Abstract:
BACKGROUND: In 1969, Li-Fraumeni syndrome (LFS), which is a rare cancer predisposition syndrome, was reported for the first time. The main problem in LFS is the mutation in the TP53 gene, which is a crucial tumor suppressor gene in the cell cycle. A hereditary syndrome is inherited in an autosomal dominant pattern. There is a significant correlation between this syndrome and various cancers such as sarcoma, breast cancer, brain tumors, and different other types of malignancies. This study aimed to identify the possibility of LFS in cancer patients in the East Azarbaijan, Iran.
METHODS: In this experimental study, 45 children with cancer in the Northwest of Iran were investigated for LFS. DNA was extracted from the whole blood cells using the salting-out method. The region within the exons 5-8 of the TP53 gene has been replicated via Polymerase Chain Reaction (PCR) method. The PCR products were sent for Sanger sequencing, and finally, the data were analyzed by Chromas software.
RESULTS: In the studied probands, in 12 (26.67%) cases, polymorphisms in Exon 6 and Introns 6 and Intron 7 were identified, and no mutation was observed in exons 5-8 of the TP53 gene.
CONCLUSIONS: Our results show that there were no mutations in exons 5-8 of the TP53 gene as an indication of LFS possibility in these families. Further studies are needed to be done in a bigger population, and Next-Generation Sequencing (NGS) needs to be done to evaluate the whole genome of these patients to complete our data.
METHODS: In this experimental study, 45 children with cancer in the Northwest of Iran were investigated for LFS. DNA was extracted from the whole blood cells using the salting-out method. The region within the exons 5-8 of the TP53 gene has been replicated via Polymerase Chain Reaction (PCR) method. The PCR products were sent for Sanger sequencing, and finally, the data were analyzed by Chromas software.

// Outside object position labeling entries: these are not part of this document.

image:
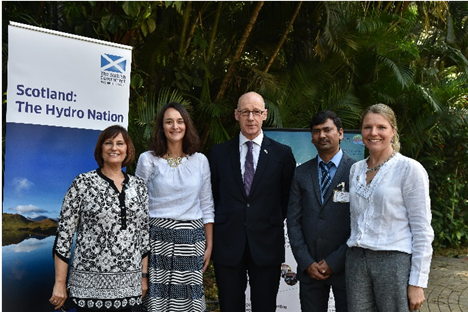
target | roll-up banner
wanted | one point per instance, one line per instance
(63, 90)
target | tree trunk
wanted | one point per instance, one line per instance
(240, 48)
(283, 37)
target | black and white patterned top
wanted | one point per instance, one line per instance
(111, 240)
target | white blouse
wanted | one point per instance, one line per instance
(393, 212)
(180, 193)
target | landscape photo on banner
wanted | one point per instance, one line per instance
(63, 90)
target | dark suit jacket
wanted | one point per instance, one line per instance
(318, 231)
(257, 218)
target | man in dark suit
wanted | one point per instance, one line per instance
(251, 177)
(319, 224)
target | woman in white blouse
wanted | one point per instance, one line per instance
(388, 262)
(181, 213)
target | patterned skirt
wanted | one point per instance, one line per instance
(175, 266)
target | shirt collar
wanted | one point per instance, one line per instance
(335, 160)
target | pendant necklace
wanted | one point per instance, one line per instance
(173, 162)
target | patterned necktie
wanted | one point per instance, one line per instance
(249, 170)
(326, 178)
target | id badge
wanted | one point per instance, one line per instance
(131, 193)
(341, 197)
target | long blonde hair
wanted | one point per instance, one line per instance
(389, 114)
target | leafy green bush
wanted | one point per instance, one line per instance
(447, 166)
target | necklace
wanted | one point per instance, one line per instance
(379, 166)
(173, 162)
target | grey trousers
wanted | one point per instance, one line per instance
(377, 280)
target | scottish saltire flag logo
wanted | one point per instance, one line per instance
(113, 63)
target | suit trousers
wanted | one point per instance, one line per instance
(232, 283)
(315, 295)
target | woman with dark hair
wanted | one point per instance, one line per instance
(389, 254)
(108, 211)
(181, 213)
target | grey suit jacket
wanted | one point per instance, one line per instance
(257, 218)
(318, 231)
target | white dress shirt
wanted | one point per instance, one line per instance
(393, 212)
(257, 144)
(180, 193)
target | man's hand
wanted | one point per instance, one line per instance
(415, 297)
(317, 271)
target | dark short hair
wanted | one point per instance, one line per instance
(110, 133)
(322, 116)
(191, 141)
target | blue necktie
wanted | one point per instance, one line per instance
(249, 169)
(326, 178)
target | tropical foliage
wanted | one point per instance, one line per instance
(302, 56)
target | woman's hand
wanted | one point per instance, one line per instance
(415, 297)
(144, 286)
(206, 259)
(59, 295)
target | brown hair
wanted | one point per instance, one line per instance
(191, 141)
(389, 114)
(110, 133)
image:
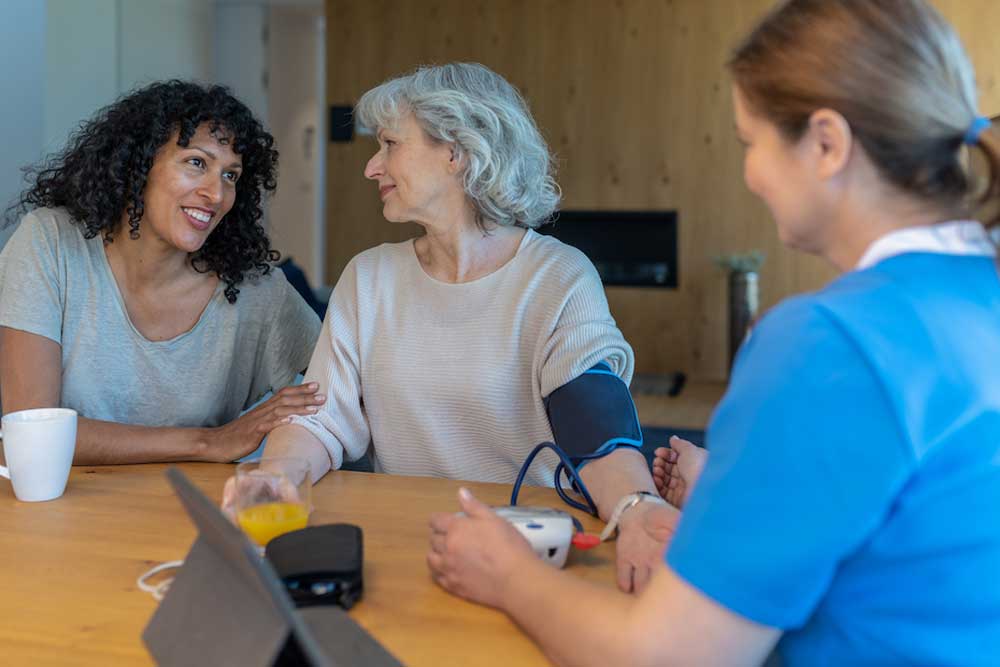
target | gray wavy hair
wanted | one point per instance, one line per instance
(509, 171)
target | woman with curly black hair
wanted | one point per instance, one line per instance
(138, 288)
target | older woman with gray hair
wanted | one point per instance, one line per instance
(440, 355)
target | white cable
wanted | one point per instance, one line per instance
(160, 589)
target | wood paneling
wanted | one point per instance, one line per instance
(633, 97)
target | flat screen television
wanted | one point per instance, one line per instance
(629, 248)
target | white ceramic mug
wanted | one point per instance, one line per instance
(38, 446)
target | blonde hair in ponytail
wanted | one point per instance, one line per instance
(897, 72)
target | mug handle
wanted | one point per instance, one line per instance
(3, 469)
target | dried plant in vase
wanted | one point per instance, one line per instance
(744, 294)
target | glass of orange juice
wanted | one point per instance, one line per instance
(272, 497)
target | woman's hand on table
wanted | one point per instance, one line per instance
(243, 435)
(474, 556)
(644, 533)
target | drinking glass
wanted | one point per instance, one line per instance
(272, 497)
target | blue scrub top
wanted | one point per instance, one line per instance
(852, 493)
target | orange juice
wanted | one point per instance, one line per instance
(265, 522)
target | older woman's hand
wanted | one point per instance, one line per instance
(474, 556)
(644, 533)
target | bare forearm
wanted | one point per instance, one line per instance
(573, 621)
(109, 443)
(618, 474)
(293, 440)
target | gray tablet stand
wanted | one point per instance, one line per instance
(227, 607)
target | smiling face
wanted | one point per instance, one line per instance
(190, 189)
(782, 175)
(416, 176)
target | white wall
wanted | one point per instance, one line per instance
(295, 55)
(165, 39)
(22, 91)
(241, 53)
(81, 64)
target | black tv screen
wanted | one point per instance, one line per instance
(629, 248)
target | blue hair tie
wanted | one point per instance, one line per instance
(979, 125)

RESULTS: In the studied probands, in 12 (26.67%) cases, polymorphisms in Exon 6 and Introns 6 and Intron 7 were identified, and no mutation was observed in exons 5-8 of the TP53 gene.
CONCLUSIONS: Our results show that there were no mutations in exons 5-8 of the TP53 gene as an indication of LFS possibility in these families. Further studies are needed to be done in a bigger population, and Next-Generation Sequencing (NGS) needs to be done to evaluate the whole genome of these patients to complete our data.
摘要:
背景:1969年,Li-Fraumeni综合征(LFS),这是一种罕见的癌症易感性综合症,这是第一次报道。LFS的主要问题是TP53基因的突变,这是细胞周期中至关重要的抑癌基因。遗传性综合征以常染色体显性遗传模式遗传。这种综合征与各种癌症如肉瘤之间存在显著的相关性,乳腺癌,脑肿瘤,和其他不同类型的恶性肿瘤。这项研究旨在确定东Azarbaijan癌症患者LFS的可能性,伊朗。
方法:在本实验研究中,伊朗西北部的45名癌症儿童接受了LFS调查。使用盐析法从全血细胞中提取DNA。TP53基因的外显子5-8内的区域已通过聚合酶链反应(PCR)方法复制。将PCR产物送去进行Sanger测序,最后,数据采用Chromas软件进行分析。
结果:在研究的先证者中,在12例(26.67%)中,鉴定了外显子6和内含子6和内含子7的多态性,在TP53基因的外显子5-8中未观察到突变。
结论:我们的结果表明,TP53基因的外显子5-8没有突变,这表明这些家族中LFS的可能性。需要在更大的人群中进行进一步的研究,需要进行下一代测序(NGS)来评估这些患者的整个基因组以完成我们的数据。
方法:在本实验研究中,伊朗西北部的45名癌症儿童接受了LFS调查。使用盐析法从全血细胞中提取DNA。TP53基因的外显子5-8内的区域已通过聚合酶链反应(PCR)方法复制。将PCR产物送去进行Sanger测序,最后,数据采用Chromas软件进行分析。
结果:在研究的先证者中,在12例(26.67%)中,鉴定了外显子6和内含子6和内含子7的多态性,在TP53基因的外显子5-8中未观察到突变。
结论:我们的结果表明,TP53基因的外显子5-8没有突变,这表明这些家族中LFS的可能性。需要在更大的人群中进行进一步的研究,需要进行下一代测序(NGS)来评估这些患者的整个基因组以完成我们的数据。